Este é um dos lemas da ainda recente Associação Quatro Corações, que nasceu no cenário de grande incerteza e medo social que a pandemia trouxe consigo. Com quatro pilares de intervenção por excelência – resposta alimentar, saúde, educação e alojamento – foi uma das vencedoras do prémio nacional Caixa Social 2021, o qual distingue e apoia o trabalho desenvolvido por entidades do terceiro sector. Em entrevista ao VER, Hélder Martins, presidente, e Jorge Andrade, membro da Antena de Cascais da associação em causa, dão o conhecer o trabalho já realizado e os seus planos para o futuro
POR HELENA OLIVEIRA

A Associação Quatro Corações surgiu já em plena crise pandémica, com sede em Castelo Branco. Quais as principais motivações que vos levaram a criar esta associação e como foram os primeiros passos/projectos no terreno?

Existem duas expressões que norteiam a nossa VIDA: “Sonhar é a nossa Missão” e “As portas do futuro estão abertas para quem sabe empurrá-las”.

A recém-criada Associação Quatro Corações nasceu como resposta de um grupo de amigos que tem estas duas expressões no seu DNA.

Agrupa artistas, desportistas e pessoas da sociedade que, no individual e em março de 2020, não encontravam formas de apoiar as pessoas em maior dificuldade nesse momento particular de COVID 19, e que decidiram encontrar a solução dentro de um projecto colectivo.

Para tal utilizaram um guião, recorrendo ao exemplo francês da Associação “RESTOS DU COEUR”. Há mais de 30 anos, no Inverno de 1985, um grupo de amigos decidiu lançar o desafio de fornecer 300.000 refeições quentes aos mais necessitados. O resultado foi o fornecimento de mais de 3 milhões de refeições.

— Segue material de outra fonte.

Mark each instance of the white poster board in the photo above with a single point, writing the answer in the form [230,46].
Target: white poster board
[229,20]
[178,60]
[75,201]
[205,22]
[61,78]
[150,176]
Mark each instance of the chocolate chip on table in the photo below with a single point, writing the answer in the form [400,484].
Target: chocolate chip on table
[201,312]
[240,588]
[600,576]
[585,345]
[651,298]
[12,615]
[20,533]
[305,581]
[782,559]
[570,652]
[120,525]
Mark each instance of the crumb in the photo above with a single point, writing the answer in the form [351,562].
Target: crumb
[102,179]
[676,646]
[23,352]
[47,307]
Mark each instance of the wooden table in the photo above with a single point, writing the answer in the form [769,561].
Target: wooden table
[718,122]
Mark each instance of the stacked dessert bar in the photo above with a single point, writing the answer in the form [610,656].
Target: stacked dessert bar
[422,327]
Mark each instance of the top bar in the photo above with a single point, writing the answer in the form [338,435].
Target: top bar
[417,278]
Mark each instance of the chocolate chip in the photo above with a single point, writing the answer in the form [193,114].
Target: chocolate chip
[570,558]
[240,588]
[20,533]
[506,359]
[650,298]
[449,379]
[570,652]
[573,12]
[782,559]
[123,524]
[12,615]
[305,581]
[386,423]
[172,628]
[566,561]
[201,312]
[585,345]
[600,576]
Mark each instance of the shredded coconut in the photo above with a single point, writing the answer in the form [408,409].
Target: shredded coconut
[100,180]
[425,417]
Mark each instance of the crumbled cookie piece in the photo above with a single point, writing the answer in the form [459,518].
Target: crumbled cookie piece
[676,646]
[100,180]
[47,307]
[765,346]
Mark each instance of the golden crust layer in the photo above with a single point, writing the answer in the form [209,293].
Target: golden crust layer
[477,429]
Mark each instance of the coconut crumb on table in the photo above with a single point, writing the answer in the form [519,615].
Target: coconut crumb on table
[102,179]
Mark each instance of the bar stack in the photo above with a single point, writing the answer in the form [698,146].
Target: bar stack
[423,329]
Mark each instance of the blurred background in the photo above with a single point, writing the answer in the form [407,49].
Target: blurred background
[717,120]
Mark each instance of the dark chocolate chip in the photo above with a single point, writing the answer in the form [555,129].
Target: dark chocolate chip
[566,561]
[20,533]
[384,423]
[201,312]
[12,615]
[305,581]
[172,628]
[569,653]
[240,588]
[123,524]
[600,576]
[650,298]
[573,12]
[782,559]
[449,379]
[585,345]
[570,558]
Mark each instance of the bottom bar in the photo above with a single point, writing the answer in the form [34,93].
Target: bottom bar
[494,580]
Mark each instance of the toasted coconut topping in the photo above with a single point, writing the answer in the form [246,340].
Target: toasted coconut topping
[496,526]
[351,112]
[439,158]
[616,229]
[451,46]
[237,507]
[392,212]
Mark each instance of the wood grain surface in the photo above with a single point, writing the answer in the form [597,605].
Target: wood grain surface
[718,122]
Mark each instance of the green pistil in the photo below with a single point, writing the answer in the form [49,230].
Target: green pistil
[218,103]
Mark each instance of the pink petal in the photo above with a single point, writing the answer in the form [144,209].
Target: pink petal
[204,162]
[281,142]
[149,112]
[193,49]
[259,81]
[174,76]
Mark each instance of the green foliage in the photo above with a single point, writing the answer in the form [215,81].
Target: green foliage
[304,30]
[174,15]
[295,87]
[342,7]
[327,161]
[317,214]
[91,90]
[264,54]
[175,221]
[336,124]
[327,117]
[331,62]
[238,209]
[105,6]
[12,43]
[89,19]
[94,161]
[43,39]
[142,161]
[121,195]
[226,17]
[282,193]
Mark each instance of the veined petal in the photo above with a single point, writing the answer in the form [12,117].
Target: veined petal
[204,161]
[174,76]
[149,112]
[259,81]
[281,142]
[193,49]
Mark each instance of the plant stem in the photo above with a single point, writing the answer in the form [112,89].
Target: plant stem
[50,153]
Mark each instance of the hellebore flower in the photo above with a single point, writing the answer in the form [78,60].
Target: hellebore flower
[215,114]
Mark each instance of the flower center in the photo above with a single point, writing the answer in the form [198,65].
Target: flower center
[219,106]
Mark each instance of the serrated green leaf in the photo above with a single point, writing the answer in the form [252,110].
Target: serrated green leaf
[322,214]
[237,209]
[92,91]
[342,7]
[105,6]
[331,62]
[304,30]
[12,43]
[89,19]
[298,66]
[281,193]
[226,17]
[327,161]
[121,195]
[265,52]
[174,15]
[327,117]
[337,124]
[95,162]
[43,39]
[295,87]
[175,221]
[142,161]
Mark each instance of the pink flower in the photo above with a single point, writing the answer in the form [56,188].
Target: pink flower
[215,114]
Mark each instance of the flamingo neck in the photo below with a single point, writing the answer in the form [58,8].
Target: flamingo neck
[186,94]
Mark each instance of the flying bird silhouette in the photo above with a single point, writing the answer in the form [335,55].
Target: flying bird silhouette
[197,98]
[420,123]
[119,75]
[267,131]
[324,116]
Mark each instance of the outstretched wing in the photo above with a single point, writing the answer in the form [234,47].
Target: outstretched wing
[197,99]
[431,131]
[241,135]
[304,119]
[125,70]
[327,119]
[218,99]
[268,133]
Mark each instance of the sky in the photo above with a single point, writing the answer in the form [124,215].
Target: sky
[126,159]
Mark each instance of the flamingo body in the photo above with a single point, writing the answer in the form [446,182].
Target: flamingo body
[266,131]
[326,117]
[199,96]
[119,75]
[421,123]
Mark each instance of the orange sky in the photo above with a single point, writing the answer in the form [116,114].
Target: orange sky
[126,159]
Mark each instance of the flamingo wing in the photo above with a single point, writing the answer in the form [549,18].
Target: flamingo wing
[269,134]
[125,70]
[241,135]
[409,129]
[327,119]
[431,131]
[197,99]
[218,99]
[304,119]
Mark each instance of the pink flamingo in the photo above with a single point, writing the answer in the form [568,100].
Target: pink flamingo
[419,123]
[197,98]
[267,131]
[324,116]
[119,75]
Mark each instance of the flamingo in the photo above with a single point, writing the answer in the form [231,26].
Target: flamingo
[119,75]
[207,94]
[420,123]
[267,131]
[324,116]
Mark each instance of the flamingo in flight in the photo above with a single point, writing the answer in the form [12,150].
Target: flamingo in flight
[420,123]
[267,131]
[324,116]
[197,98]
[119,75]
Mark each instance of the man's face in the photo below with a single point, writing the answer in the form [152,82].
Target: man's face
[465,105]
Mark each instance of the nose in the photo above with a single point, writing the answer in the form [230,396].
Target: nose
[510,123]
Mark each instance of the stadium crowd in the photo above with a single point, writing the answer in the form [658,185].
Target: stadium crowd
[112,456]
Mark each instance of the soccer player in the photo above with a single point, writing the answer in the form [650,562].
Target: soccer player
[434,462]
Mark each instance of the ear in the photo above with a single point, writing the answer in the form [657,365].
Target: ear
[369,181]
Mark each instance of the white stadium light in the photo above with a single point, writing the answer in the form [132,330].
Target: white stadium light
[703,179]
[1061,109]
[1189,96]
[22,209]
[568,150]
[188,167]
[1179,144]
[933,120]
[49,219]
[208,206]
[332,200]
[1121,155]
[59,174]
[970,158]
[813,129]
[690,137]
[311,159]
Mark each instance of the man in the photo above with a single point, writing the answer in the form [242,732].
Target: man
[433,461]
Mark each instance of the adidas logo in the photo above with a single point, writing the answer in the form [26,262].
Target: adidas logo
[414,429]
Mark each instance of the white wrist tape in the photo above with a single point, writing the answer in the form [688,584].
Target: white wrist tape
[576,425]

Passadas mais de três décadas, além de não ter desaparecido, essa mesma Associação está firme e forte no combate à desigualdade. Em 2019, forneceu mais de 130 milhões de refeições quentes, contou com a colaboração de 75.000 voluntários e movimentou cerca de 200 milhões de euros.

A associação “RESTOS DU COEUR” apadrinha o nosso projecto 4 corações.

Os “quatro corações” representam a vossa missão. É possível descrever cada um deles e a forma como está prevista o seu funcionamento/desenvolvimento?

Os Quatro Corações representam os quatro pilares de intervenção social associados à nossa missão, ou seja (1) Resposta Alimentar, (2) Saúde, (3) Educação e (4) Alojamento.

Resposta Alimentar: Instalando/recuperando cozinhas sociais para permitir aos voluntários, que denominamos “Cozinheiros do Coração”, cozinharem/distribuírem diariamente centenas de refeições quentes para dois tipos de público: (a) associações sociais de solidariedade social que são confrontadas com um forte acréscimo de pedidos e (b) público “envergonhado”, normalmente de classe média, para o qual esta ajuda diária permite pagar as suas outras despesas fixas;

Saúde: Participando de um projecto piloto, na área da Saúde Mental, envolvendo a Câmara Municipal de Olhão, a Universidade do Algarve e a Ordem dos Psicólogos. O produto final será um aplicativo digital que permitirá a uma população carenciada uma consulta de psicologia por acesso remoto.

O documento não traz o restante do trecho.